Decision under risk Flashcards
What are the neoclassical psychological assumptions?
1) Costlessly process info. 2) Bayesian prob. operators 3) Discount time exponentially 4) Governed by selfish concerns 5) Maximise E(U)
What are the methods for evaluating theories?
1) Congruence - fit with reality 2) Generality - how widely it applies 3) Tractability - complex theories harder to apply 4) Parsimony - Less assumptions
Incorrect assumptions leads to incorrect theory, true or false.
False, theory can still be correct despite the assumptions.
What is the Hawthorne effect?
When people change their behaviour as they know they are being watched.
What is the standard Expected Utility theory?
E(U) = Σ[pi U(xi)]
What is a fair prospect in standard theory?
Expected Value = 0 (NOT EU)
What are the risk attitudes towards a fair prospect?
1) R. Averse: Will always avoid a fair prospect 2) R. Neutral: Indifferent between accepting and leaving 3) R. Loving: Will always accept fair prospect.
What are the axioms of expected utility theory?

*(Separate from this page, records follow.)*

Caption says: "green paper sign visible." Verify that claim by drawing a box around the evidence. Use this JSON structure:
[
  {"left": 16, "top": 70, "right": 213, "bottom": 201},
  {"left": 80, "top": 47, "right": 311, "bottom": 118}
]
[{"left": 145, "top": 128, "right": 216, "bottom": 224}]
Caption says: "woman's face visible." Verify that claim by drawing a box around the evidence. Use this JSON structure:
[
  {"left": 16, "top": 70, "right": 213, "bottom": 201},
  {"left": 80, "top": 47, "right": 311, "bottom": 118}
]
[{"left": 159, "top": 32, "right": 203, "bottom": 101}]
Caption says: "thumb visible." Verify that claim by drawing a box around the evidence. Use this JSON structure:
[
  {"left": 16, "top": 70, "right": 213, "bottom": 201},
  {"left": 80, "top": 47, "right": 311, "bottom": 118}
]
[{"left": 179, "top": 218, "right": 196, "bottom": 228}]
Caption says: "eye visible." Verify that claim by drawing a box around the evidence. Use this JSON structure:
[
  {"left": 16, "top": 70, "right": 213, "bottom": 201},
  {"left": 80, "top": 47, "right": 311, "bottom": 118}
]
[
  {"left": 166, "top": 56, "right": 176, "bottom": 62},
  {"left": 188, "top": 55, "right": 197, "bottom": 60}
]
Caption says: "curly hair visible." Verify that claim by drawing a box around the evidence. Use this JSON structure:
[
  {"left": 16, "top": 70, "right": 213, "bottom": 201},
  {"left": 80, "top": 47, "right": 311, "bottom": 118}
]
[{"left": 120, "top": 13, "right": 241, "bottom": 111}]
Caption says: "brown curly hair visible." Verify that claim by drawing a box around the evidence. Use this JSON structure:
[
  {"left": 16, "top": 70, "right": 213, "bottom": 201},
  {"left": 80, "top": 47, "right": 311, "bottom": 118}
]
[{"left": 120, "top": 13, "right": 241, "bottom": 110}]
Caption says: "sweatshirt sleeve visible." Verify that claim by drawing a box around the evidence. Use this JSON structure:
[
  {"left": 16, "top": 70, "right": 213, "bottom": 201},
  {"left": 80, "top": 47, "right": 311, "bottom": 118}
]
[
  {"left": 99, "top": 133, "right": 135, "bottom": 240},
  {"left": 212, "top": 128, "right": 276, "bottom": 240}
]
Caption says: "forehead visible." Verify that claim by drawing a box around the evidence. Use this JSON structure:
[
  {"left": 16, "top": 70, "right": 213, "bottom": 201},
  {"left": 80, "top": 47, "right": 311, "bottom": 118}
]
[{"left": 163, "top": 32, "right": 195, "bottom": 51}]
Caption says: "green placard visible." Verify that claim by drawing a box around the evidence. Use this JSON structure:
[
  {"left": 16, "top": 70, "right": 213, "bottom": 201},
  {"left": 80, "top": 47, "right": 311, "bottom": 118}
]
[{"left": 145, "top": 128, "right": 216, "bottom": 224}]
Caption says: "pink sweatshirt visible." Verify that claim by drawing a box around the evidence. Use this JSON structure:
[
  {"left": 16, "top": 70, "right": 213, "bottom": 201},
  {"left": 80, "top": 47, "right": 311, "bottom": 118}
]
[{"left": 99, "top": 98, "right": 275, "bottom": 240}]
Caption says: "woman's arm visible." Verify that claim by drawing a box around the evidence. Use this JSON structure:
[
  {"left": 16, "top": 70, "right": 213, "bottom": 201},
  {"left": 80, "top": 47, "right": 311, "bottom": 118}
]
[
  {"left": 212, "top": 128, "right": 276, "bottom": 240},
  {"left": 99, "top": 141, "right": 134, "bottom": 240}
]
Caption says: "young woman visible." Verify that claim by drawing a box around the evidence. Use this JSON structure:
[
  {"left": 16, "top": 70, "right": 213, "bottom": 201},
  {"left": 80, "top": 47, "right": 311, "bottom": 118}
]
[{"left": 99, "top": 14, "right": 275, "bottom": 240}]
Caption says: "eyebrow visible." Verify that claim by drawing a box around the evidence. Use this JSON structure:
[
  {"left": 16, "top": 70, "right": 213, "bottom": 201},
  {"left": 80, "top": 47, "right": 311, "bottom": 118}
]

1) Completeness - all have rank 2) Transitivity - if a>b and b>c, then a>c 3) Continuity - p(A) + (1-p)C = B 4) Independence - common consequence
What is Allais’ Paradox?
- Violation of independence - Adding a common consequence alters decisions
What is reflection effect?
Different risk preferences over losses vs gains - preferences were thought to be stable
What is the event splitting effect?
- By splitting probability from one big two small alter decisions. -eg. 0.3(8) + 0.3(8) doesn’t equal 0.6(8)
What is stochastic dominance?
- When probability is moved from a bad outcome to a good one. - EUT would never choose a stochastically dominated option
What is Prospect theory?
EU = Σ[w(pi) V (xi - r)]
w = weighting
V - value function
r = reference value
What is coding in the editing stage of prospect theory?
Changing the reference value -eg. min gain, income, social benchmark
What is combination in the editing phase of prospect theory?
- prospects simplified by combining identical outcomes -eg. 0.25(10) + 0.25(10) = 0.5(10)
What is the segregation phase of editing in prospect theory?
- segregates risk-less component from risky one - eg. (500,0.5 ; 700,0.5) =500 + (0,0.5 ; 200,0.5)
What is cancellation in the editing phase of prospect theory?
Discarding of components that are shared by the offered prospects
What is the Shape of the value function and what does it imply?
- Shape is an S going through the origin. - Loss aversion as the curve is steeper below the origin - Diminishing sensitivity (concave) RA over gains and RL over losses - reference point is v(0) = 0
What is the shape of the weighting function and what does this imply?
-Convex upward slope - Low probabilities are overweighted - High probabilities are under weighted. - Undefined close to 0
What is subcertainty?
- Sum of weighted p values is less than 1 - w(p) + w(1-p) < 1 - Larger p values are underweighted
What is sub proportionality?
-for a fixed ratio of p’s, the ratio of corresponding decision weights is closer to one when the p’s are small
How does prospect theory deal with the issue of Allais’ Paradox?
- Implies sub-certainty - Use algebra and inequality to show that sum of w(p) < 1
How does prospect theory explain the reflection effect?
- Shape of the value function shows that we are risk loving over losses and risk averse over gains
How does prospect theory handle the issue of the isolation effect?
- Isolation effect solved by segregation - Takes diskless component out of decision.
How does prospect theory solve event splitting effects?
- It doesn’t - ESE violates combination phase of editing - can use stripped down model which doesn’t allow for combination - in this 2 x w(0.3) doesn’t equal 0.6 so explains different results.
How does Prospect theory solve stochastic dominance issues?
- moving p has two effects on utility: 1) Direct - always positive, ^p on good outcome. 2) Indirect - + or -, sum of w(p) + w(1-p) may increase or decrease. *If indirect is negative, it outweighs the direct effect!